The notion that certain politicians can “identify” with “middle class” voters better than others, because they have “walked in our shoes,” is absurd on its face. None of these people are living blue-collar lifestyles. Barack Obama lives like a French king, bathing his royal family in taxpayer-financed luxury. He golfs more than any of his predecessors. He heads to far-flung ports of call for fabulous vacations, dragging staffers and the Secret Service along at massive expense and inconvenience, where both his Republican and Democrat predecessors went to family homes or Camp David. Michelle Obama has no more direct experience with the demands of daily life, in an average urban or suburban household, than Ann Romney.
Mitt Romney is the wealthiest of the 2012 GOP contenders, but none of the others were living hard-scrabble lives. Even beyond the question of their net worth and annual income, most of them were current or former holders of high office: governors, senators, and House representatives.
None of these people are living anything remotely resembling your life, if you are one of these coveted “middle class voters.” And, as President Obama will eagerly tell you, their very different lifestyles don’t mean they’re lazy – they put a lot of work into their careers and campaigns. Everyone from Romney and Obama, to Jon Huntsman and Herman Cain, has impressive achievements on their resumes, which required a combination of talent, effort, and sacrifice.
But only some of those achievements are presented to us as admirable. We’re supposed to hate the folks who can boast private sector business triumphs, even though they have direct bearing on our current affairs. People with Romney or Cain’s business acumen are a smart choice to clean up the wreckage left by a “community organizer,” whose own Administration can’t figure out what he’s talking about when he attacks the oil industry.
The bottom line is that Obama is playing these “silver spoon politics” because he believes the class structure imposed by the Left on Americans will assemble a critical mass of sympathetic voters into the “middle class” he claims to originate from, while the details of Mitt Romney’s early life can be obscured enough to make those people think he is, and has always been, completely alien to their “class.”
That’s also why liberals have become fond of the term “working families” for the voters they have targeted. As if a family that makes $250,000 per year running a small business, becoming a hated pack of “millionaires” under Democrat rhetoric, doesn’t work hard for its money! But a politician who became a millionaire by writing books about himself, which no one bothered to read, claims he should be an honorary guest at the supper table of every “working family.”
Furthermore, Obama is playing on the deep-seated belief that humble originals automatically confer virtue – the old romantic notion that strong character is poured from the crucible of poverty. Combine this with the idea – promoted energetically by the Big Government Left – that public office is the morally superior path to personal success, and the delusion that a lifetime of public service cleanses Obama of self-interest, and you have a potent populist brew. He’s a millionaire, but he’s the “right” kind of millionaire. Statist politicians get rich by helping people, don’t you know! And their desire for power and money is totally selfless. Why, Obama even talks (and talks, and talks) about how he can’t wait to raise his own taxes!
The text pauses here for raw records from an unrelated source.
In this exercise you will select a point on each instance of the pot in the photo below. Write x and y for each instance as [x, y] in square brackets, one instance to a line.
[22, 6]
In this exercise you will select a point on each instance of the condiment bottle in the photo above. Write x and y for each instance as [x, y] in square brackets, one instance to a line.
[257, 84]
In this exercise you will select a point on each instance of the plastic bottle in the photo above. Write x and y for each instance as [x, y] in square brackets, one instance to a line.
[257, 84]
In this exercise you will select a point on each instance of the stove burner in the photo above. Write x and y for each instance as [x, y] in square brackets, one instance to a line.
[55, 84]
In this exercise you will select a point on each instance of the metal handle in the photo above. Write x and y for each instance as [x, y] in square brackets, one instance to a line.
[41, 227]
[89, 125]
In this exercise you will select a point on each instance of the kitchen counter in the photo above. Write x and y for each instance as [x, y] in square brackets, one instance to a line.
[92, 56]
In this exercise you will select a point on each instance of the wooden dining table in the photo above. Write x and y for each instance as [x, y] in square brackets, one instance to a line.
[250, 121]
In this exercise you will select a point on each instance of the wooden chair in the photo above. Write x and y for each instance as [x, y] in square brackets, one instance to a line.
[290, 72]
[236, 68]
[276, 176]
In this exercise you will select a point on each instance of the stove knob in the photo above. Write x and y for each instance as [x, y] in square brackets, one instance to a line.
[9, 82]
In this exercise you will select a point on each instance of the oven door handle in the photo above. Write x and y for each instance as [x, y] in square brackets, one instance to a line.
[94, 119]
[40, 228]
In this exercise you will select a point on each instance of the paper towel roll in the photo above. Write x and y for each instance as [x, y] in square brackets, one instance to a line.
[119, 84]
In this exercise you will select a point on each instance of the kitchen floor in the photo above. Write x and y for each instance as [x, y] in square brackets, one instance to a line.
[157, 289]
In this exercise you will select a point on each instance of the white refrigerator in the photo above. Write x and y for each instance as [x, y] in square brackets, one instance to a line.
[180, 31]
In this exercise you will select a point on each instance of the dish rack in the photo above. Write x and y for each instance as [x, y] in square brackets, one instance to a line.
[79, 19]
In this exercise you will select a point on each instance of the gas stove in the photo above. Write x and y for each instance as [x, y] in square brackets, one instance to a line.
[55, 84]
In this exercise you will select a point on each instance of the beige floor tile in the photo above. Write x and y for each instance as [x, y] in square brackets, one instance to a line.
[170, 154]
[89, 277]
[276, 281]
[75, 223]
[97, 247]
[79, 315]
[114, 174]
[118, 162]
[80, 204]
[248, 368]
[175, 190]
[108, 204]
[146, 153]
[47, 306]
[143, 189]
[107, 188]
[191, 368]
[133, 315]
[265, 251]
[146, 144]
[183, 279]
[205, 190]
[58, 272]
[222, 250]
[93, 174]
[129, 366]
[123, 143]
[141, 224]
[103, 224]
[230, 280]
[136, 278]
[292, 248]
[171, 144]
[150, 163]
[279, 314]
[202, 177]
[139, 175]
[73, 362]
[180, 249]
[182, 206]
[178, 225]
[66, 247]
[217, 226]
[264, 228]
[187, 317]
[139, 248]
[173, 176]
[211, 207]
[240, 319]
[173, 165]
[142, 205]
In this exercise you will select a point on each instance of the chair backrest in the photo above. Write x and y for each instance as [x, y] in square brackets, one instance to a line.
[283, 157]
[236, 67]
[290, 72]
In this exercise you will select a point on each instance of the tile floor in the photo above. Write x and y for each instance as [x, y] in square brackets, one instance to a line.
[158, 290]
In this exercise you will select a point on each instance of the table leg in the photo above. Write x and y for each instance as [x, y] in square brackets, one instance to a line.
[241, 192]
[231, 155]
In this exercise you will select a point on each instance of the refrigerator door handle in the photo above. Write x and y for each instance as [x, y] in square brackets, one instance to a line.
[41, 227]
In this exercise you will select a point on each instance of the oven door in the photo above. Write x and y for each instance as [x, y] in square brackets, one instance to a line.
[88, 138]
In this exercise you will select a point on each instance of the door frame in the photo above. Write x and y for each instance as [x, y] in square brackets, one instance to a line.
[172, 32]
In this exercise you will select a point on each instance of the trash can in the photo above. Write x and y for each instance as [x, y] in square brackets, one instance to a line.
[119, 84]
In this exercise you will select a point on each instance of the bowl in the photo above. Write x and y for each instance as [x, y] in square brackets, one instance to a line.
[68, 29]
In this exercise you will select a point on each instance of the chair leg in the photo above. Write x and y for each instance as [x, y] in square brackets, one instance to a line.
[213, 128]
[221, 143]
You can look out your window to see the consequences of taking this childish twaddle seriously. Class warfare is the promise that caring nurses from humble backgrounds will surround America’s deathbed and weep as it fades away. We should be listening to what our candidates say they will do, and considering what they have achieved, instead of allowing them to lecture us about how little we can achieve without their help.